Failure of blood circulation often occurs due to a pathological focus in the body or when a vein thromboses.

Congenital pathological anomalies of the vascular apparatus of the heart occur - an additional left superior vena cava is formed, where it is located as an ineffective inflow of the left atrium.

Pathologies of the venous network are summarized by the name - superior vena cava syndrome.

The syndrome combines many symptoms of impaired venous functioning and poses a threat to the patient’s life.

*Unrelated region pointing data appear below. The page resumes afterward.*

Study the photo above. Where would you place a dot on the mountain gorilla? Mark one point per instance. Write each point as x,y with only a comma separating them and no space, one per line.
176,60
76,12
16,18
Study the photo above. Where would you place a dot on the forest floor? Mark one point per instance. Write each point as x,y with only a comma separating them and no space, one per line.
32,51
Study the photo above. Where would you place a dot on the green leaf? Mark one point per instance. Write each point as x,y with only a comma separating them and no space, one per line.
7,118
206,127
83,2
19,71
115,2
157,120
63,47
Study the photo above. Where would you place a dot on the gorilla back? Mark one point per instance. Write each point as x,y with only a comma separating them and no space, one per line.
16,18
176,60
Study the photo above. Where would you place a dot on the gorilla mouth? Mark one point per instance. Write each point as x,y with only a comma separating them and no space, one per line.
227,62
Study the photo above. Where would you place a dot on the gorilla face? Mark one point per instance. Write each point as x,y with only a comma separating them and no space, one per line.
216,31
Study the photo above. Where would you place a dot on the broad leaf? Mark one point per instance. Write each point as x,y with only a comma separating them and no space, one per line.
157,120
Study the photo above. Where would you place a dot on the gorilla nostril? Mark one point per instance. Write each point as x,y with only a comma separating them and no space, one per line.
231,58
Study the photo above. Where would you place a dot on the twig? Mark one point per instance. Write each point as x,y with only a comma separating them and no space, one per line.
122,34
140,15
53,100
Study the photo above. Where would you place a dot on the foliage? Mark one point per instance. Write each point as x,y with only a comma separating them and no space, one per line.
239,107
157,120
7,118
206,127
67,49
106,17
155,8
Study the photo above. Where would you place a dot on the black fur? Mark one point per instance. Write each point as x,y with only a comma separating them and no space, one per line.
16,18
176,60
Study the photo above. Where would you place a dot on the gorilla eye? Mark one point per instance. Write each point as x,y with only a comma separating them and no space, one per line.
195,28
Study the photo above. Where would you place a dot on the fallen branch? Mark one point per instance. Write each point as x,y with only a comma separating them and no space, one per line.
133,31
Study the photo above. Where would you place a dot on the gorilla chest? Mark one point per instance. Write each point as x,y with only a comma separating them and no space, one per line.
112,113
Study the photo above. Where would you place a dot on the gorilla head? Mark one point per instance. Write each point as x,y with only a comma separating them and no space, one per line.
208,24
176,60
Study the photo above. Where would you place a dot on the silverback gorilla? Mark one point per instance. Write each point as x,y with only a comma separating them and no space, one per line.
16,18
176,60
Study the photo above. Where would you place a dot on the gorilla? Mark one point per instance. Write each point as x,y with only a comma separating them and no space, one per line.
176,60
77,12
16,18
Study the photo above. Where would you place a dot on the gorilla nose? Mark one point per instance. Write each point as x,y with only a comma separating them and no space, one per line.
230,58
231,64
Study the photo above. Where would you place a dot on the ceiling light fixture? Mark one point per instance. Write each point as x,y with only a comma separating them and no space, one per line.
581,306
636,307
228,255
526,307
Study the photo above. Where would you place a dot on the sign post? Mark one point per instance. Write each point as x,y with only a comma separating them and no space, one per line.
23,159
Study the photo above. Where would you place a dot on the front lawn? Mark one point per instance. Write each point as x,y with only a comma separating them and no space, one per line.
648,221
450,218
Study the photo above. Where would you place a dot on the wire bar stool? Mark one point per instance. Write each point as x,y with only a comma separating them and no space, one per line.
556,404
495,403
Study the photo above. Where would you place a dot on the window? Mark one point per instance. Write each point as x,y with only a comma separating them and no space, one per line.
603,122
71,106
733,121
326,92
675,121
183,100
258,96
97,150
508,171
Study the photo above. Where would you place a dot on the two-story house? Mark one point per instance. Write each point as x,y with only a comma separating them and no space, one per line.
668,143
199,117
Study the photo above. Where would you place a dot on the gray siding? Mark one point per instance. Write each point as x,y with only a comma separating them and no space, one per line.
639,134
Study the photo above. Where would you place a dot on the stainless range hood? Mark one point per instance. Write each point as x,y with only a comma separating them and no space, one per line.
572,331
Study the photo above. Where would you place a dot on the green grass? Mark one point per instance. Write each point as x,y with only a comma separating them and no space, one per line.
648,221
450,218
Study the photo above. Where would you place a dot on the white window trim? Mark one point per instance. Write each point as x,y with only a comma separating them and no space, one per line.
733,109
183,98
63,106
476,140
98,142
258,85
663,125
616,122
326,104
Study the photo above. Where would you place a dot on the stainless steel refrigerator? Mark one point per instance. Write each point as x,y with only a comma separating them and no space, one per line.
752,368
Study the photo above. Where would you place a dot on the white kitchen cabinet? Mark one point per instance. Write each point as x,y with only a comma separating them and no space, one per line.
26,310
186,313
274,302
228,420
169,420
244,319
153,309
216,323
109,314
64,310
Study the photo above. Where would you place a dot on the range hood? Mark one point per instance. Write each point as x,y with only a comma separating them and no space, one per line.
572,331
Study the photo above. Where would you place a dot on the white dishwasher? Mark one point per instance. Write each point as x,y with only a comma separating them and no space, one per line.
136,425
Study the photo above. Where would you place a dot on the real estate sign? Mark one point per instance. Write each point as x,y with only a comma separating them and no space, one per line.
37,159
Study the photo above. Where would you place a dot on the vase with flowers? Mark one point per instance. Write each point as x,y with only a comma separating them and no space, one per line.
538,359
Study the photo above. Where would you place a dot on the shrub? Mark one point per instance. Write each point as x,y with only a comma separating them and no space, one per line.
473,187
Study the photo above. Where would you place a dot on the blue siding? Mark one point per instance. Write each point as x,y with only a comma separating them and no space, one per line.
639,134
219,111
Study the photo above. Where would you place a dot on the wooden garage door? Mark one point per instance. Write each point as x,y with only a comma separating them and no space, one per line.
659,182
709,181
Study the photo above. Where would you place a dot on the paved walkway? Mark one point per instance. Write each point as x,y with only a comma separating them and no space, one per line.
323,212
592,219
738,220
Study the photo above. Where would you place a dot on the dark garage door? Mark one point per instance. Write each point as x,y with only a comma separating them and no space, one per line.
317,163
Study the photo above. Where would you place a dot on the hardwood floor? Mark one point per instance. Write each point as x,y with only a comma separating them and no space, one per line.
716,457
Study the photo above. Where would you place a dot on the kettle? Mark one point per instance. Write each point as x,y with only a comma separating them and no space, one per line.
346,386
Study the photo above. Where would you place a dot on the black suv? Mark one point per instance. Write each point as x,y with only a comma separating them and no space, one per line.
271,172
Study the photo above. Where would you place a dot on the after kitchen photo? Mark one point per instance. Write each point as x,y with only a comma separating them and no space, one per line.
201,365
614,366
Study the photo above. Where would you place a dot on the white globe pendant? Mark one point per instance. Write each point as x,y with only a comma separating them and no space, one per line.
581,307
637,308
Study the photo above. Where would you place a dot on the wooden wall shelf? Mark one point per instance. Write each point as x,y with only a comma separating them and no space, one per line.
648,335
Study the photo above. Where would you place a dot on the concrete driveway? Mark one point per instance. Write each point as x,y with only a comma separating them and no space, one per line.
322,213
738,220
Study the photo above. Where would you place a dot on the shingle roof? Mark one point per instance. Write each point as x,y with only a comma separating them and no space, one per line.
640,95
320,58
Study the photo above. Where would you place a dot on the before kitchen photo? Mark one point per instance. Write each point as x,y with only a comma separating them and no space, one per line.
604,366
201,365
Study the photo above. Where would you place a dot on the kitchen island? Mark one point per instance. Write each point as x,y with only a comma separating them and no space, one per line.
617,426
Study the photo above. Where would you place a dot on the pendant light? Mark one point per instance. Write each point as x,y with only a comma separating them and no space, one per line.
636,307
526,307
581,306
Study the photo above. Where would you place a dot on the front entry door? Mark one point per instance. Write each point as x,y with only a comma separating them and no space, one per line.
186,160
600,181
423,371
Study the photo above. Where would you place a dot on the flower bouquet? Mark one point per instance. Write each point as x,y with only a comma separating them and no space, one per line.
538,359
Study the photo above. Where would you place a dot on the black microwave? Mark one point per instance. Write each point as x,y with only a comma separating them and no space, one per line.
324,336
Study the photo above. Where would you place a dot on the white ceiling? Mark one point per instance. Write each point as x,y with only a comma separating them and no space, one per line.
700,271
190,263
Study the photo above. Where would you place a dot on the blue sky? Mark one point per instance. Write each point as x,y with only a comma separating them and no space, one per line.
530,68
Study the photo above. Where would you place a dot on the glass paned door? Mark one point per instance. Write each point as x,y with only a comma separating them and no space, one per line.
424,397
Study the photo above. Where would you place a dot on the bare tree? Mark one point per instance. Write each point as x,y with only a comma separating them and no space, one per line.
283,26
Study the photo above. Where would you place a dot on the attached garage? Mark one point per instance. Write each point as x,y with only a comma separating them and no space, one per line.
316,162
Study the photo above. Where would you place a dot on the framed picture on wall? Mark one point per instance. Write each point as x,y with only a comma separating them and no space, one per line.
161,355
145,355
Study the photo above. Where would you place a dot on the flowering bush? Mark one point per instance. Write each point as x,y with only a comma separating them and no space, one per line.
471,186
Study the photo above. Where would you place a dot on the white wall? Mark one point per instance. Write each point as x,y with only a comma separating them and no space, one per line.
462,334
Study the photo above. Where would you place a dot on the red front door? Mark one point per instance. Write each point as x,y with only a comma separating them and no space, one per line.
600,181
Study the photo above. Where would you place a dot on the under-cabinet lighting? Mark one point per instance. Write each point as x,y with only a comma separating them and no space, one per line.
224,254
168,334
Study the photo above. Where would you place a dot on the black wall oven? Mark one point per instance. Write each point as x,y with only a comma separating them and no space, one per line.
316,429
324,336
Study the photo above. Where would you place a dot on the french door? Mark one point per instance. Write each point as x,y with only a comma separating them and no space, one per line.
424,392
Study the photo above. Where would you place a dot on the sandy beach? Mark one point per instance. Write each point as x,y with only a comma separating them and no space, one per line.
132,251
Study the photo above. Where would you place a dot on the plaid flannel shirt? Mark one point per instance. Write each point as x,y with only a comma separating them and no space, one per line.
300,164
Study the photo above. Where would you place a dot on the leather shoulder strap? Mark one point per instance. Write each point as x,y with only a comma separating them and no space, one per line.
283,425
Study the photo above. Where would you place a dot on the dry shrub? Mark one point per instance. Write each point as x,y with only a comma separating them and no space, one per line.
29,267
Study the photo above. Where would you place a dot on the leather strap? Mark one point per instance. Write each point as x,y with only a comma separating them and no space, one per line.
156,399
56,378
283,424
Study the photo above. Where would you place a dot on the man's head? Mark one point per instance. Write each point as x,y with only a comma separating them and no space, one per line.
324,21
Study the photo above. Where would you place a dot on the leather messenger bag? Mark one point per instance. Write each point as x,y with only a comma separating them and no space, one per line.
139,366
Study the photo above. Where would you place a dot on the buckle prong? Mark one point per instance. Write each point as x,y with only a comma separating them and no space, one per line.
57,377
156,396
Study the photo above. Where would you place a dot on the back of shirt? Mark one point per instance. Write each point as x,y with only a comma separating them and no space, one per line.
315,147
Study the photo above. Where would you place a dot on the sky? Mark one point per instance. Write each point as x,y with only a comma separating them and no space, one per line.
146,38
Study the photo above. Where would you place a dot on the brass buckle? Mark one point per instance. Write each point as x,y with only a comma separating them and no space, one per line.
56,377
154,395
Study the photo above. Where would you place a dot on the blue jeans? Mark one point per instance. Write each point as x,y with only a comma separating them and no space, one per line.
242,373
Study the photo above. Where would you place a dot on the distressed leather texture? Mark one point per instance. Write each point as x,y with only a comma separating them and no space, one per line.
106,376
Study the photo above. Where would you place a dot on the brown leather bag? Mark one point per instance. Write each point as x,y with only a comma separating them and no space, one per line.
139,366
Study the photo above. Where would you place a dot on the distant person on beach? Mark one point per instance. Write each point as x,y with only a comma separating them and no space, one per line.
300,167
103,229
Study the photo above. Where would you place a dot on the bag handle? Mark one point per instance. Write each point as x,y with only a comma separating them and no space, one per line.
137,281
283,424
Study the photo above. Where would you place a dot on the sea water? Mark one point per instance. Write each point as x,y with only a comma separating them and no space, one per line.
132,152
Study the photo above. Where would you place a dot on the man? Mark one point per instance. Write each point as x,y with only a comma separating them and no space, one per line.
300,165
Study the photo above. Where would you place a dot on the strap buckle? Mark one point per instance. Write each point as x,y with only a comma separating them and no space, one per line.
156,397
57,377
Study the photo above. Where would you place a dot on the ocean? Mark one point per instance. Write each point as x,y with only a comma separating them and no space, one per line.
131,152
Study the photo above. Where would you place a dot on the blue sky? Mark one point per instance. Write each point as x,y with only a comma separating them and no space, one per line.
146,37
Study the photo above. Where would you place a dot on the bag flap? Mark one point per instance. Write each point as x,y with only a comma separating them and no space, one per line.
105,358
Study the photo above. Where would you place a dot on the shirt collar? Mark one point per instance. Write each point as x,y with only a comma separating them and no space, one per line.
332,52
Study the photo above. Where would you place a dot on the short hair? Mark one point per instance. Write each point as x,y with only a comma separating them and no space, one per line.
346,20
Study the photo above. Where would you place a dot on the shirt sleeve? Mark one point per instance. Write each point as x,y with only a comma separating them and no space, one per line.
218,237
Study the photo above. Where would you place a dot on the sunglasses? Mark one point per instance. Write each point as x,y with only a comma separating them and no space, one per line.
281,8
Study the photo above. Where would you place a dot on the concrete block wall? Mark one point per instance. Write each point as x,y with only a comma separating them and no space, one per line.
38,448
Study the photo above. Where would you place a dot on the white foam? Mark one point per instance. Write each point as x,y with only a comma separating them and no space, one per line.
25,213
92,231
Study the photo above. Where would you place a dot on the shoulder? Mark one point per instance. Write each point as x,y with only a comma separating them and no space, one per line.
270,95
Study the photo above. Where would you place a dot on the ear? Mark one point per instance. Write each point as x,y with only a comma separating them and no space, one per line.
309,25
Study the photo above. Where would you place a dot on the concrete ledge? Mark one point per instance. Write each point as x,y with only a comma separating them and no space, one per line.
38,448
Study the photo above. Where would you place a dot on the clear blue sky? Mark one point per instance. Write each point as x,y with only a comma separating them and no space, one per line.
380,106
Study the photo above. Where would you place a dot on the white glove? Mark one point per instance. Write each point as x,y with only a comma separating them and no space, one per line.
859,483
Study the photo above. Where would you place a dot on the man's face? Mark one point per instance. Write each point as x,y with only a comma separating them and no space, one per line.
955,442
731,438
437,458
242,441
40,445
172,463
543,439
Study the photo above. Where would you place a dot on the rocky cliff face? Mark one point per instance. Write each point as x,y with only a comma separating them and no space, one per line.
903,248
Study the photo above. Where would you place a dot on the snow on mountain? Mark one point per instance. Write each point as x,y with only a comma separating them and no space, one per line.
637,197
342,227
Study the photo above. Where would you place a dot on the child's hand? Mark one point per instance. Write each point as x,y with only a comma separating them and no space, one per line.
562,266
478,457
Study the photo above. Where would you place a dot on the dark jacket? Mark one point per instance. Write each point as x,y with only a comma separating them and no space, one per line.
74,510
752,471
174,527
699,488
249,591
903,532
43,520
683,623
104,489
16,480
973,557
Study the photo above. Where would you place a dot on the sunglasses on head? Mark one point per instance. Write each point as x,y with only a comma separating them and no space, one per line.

Superior vena cava syndrome occurs as a primary disease - the integrity of the vessel is compromised, resulting in a sharp rise in venous pressure.

In case of a secondary disease, concomitant diseases are the cause, putting strong pressure on the vessel.

The main cause of pressure on the vessel is a tumor process or blockage with a blood clot, which causes a rise in pressure and a dangerous complication in the form of rupture of the vessel.

Symptoms of the pathology increase gradually.

A typical clinical picture of the pathology is presented below.

1. Dizziness.
2. Pain in the head area.
3. Pain behind the sternum.
4. Loss of consciousness.
5. Swelling of the face.
6. Enlarged and swollen veins in the neck.
7. Cyanotic bluish face.

It is possible to identify the cause of the failure of venous circulation with the help of diagnostic studies.